Listening to A Letter Home is an odd experience, a little like overhearing him through a screen door from the street as he strums away in an old Victorian parlour; the production values are primitive, but it is a compelling album. Chances are all Neil Young fans would pause on the sidewalk and listen to the tunes coming through the screen door. At times, the sound is more akin to a 78 coming through the horn of an old windup turntable through that old screen door...etc. (and there shall be no mention of the irony of this fact in light of Neil’s Pono).
So Was It Recorded in a Phone Booth?
Sort of. This is a Neil Young/Jack White project recorded at Third Man Records in Nashville on a refurbished 1947 Voice-O-Graph machine. The Voice-O-Graph looks a lot like a phone booth and to add to the phone-booth effect is the fact that Neil Young addresses his late mother as if he were speaking to her. The first track is a convincing message to her, to “up there,” including a plea to start talking to his father again. He notes later, again to his mother, that the songs are rediscoveries of the tunes he used to play all the time.

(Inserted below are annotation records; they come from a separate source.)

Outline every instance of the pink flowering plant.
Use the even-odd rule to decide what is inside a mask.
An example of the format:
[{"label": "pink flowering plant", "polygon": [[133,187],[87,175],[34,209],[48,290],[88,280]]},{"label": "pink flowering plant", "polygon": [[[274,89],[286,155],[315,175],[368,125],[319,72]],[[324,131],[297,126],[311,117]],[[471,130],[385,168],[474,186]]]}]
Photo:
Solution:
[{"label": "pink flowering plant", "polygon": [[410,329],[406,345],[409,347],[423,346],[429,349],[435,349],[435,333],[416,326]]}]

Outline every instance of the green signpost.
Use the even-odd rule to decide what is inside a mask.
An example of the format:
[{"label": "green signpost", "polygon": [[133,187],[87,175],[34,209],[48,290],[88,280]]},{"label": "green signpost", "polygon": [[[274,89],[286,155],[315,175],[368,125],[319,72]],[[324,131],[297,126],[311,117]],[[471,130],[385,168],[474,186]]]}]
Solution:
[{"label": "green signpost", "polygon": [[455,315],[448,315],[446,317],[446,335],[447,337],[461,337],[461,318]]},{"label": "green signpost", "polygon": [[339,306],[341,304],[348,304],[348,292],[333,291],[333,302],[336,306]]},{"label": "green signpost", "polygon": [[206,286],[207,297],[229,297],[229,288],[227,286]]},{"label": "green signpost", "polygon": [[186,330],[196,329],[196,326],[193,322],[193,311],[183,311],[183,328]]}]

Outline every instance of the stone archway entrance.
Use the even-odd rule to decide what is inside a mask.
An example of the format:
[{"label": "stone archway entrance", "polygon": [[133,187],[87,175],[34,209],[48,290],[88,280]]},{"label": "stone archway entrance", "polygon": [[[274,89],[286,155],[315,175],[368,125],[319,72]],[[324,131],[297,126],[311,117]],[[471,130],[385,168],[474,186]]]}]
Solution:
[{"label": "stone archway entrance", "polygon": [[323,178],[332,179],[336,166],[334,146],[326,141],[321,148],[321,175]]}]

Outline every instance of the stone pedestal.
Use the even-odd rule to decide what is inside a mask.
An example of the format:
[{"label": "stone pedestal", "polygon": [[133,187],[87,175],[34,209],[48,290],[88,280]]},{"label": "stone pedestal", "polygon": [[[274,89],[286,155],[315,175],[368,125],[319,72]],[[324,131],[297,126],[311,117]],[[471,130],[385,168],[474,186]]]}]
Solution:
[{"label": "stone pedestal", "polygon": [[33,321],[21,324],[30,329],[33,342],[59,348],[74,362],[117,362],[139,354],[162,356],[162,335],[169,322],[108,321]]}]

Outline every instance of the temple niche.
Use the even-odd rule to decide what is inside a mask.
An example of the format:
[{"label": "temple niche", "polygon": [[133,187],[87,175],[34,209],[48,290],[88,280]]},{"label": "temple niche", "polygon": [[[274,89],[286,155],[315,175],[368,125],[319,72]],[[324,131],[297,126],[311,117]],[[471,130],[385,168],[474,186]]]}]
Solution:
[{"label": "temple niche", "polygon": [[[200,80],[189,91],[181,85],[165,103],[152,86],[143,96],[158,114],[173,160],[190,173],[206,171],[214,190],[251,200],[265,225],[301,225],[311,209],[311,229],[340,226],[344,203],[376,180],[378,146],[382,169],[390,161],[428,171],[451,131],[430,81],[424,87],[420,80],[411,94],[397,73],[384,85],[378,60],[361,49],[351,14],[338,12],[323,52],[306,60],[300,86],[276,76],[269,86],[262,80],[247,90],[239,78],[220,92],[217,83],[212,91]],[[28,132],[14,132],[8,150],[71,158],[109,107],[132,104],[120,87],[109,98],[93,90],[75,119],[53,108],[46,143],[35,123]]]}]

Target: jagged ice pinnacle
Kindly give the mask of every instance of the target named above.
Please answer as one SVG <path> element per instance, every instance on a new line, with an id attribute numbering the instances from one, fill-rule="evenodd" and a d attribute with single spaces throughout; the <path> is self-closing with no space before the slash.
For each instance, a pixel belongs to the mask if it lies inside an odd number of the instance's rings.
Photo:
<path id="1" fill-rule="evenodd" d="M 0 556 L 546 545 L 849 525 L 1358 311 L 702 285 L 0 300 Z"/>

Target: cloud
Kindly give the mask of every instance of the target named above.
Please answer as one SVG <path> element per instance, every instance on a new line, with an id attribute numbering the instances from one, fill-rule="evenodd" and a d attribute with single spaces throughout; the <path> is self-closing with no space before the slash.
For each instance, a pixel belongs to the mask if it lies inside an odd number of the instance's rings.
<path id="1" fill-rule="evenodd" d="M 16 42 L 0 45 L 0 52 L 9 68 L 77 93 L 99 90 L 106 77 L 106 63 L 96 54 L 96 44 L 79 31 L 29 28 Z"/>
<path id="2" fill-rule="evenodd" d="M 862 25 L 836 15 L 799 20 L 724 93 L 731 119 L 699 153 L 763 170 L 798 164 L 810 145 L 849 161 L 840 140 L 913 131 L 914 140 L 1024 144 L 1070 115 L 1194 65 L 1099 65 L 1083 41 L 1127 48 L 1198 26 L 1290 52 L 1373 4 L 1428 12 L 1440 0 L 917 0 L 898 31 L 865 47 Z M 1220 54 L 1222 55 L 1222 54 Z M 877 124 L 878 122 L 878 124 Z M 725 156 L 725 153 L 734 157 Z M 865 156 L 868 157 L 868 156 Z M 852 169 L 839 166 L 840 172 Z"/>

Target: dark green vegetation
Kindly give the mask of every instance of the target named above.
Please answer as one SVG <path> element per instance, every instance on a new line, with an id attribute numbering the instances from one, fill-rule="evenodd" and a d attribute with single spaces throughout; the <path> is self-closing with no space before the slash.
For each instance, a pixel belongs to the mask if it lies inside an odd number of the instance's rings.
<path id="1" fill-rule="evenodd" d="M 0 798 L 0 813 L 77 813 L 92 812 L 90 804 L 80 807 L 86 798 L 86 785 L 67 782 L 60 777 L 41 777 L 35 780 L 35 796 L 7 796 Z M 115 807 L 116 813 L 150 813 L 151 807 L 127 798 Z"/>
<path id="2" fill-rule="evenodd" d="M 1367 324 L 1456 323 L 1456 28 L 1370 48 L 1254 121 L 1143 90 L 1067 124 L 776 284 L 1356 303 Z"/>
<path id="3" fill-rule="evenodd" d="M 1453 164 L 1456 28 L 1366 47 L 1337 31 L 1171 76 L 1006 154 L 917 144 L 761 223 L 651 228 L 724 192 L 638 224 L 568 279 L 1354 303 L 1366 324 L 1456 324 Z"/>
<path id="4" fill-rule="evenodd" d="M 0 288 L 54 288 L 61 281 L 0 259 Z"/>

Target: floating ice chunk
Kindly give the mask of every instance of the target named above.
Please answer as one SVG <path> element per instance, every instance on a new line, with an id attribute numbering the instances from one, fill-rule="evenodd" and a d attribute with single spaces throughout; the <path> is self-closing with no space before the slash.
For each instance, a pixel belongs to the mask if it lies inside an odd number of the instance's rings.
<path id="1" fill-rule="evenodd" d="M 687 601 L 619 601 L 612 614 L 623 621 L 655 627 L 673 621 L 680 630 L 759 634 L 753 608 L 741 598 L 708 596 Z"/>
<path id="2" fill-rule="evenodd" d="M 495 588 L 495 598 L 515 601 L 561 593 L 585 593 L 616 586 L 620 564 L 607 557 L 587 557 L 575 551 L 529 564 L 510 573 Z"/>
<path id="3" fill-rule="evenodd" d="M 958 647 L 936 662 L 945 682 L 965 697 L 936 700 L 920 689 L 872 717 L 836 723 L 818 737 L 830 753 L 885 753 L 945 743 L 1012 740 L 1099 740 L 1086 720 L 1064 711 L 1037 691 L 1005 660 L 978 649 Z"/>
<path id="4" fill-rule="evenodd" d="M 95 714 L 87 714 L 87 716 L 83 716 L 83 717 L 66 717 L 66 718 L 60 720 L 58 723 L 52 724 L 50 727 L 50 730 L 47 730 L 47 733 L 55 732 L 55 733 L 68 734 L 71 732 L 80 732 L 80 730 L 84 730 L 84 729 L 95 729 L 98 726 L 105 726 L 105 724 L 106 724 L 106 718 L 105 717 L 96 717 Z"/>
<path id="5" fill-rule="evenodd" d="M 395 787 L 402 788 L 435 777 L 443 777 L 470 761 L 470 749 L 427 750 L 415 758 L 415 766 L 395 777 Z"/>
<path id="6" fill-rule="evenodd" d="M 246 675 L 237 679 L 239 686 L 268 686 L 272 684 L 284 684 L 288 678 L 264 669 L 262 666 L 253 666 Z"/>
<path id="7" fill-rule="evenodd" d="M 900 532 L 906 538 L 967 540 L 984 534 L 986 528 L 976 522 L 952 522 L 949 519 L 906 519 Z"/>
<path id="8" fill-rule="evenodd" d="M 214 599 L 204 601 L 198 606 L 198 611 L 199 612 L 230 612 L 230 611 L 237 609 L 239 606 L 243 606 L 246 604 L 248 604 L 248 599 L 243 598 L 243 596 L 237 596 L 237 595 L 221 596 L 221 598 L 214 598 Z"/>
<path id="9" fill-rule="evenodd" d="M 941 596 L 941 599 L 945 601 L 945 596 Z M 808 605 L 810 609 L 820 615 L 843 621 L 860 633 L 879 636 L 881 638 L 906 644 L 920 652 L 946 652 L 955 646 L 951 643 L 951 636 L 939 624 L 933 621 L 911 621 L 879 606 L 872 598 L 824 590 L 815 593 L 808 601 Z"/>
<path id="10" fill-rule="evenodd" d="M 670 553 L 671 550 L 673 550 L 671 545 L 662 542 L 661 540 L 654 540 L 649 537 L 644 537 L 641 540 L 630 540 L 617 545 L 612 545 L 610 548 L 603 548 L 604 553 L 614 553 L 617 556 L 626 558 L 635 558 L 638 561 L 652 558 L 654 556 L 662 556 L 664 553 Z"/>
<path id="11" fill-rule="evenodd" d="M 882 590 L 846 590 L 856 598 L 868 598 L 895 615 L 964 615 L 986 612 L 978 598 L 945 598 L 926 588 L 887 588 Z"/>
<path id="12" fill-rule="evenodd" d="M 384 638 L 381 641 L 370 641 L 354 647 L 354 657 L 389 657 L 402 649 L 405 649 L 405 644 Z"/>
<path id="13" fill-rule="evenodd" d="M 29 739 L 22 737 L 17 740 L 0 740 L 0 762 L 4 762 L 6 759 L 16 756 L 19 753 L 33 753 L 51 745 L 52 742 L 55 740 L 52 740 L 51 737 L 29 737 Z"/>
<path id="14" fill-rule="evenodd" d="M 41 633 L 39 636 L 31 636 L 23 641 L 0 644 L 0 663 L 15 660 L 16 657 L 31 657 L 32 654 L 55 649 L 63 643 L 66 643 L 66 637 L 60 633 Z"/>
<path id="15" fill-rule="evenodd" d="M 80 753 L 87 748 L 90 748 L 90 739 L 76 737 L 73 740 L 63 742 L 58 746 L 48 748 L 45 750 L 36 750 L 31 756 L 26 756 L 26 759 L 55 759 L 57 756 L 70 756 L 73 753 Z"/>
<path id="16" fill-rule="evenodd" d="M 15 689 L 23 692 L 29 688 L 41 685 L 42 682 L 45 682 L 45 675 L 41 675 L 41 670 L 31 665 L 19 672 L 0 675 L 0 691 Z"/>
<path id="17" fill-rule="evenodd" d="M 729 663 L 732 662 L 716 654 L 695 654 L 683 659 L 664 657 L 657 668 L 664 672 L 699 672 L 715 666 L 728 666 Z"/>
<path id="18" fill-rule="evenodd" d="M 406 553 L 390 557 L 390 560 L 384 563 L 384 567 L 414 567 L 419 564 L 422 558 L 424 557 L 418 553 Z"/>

The Weather Man’s In Trouble
So what else does he say to his mother? The main message, interspersed by more personal things, is that "Al the weatherman" gets in trouble these days. It’s a message about global warming from the little phone-booth sized recording studio.
The other messages, in the form of covers, are all wonderful tunes, everything from Willie Nelson to Bruce Springsteen. His covers of Gordon Lightfoot’s “Early Morning Rain” and “If You Could Read My Mind” may be the best work on the album, though Bert Jansch’s “Needle of Death” resonates well in that little booth. Versions of “Crazy,” “Since I Met You Baby,” and “On the Road Again” are also brilliantly realized.
So give this album a good listen and do your part to make the weatherman’s job easier.